Słonecznikowa dziewczynka sprawiła, że znów poczułam się dzieckiem. Bo klimat tej książki jest zupełnie niewspółczesny. Bardzo różni się od współczesnej literatury dla dzieci, obecnie opowiadanych historii. Myślałam, że mojej córki nie zainteresuje. Wręcz przeciwnie. Co prawda słucha jej przerażona, to dopytuje, przeżywa i chce więcej.
Z jednej strony baśniowa historia królewny Mirabelki, której narodziny miały magiczne okoliczności, która w równie niezwykłych okolicznościach trafia do Krainy Wiecznego Smutku, jest stereotypowa, trochę banalna. Ale z drugiej strony ta baśniowość, silny, wyraźny podział na dobro i zło, wielka moc śmiechu i życzliwości urzeka i rozbudza wyobraźnię.

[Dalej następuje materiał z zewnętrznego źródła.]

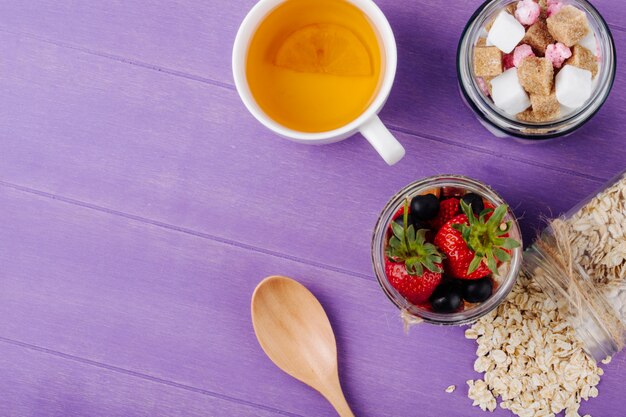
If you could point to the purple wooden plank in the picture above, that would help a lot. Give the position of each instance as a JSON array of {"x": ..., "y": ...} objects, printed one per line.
[
  {"x": 80, "y": 126},
  {"x": 424, "y": 101},
  {"x": 38, "y": 383},
  {"x": 174, "y": 306}
]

Klasyczna baśń z wróżkami, królewnami, złymi mocami, subtelnym moralizatorstwem i zaskakującym elementem science-fiction w postaci Robotrona. Dla mojej córki trudna, przerażająca, ale niezwykle ciekawa. Prowokuje wiele rozmów: jak to w Krainie Wiecznego Smutku nie można się śmiać? Mamo, czy ona umrze? Dlaczego tam wszystko jest czarne? Odpowiedzi są konieczne natychmiast, żeby ukoić rozbujałą przez tę baśń wyobraźnię.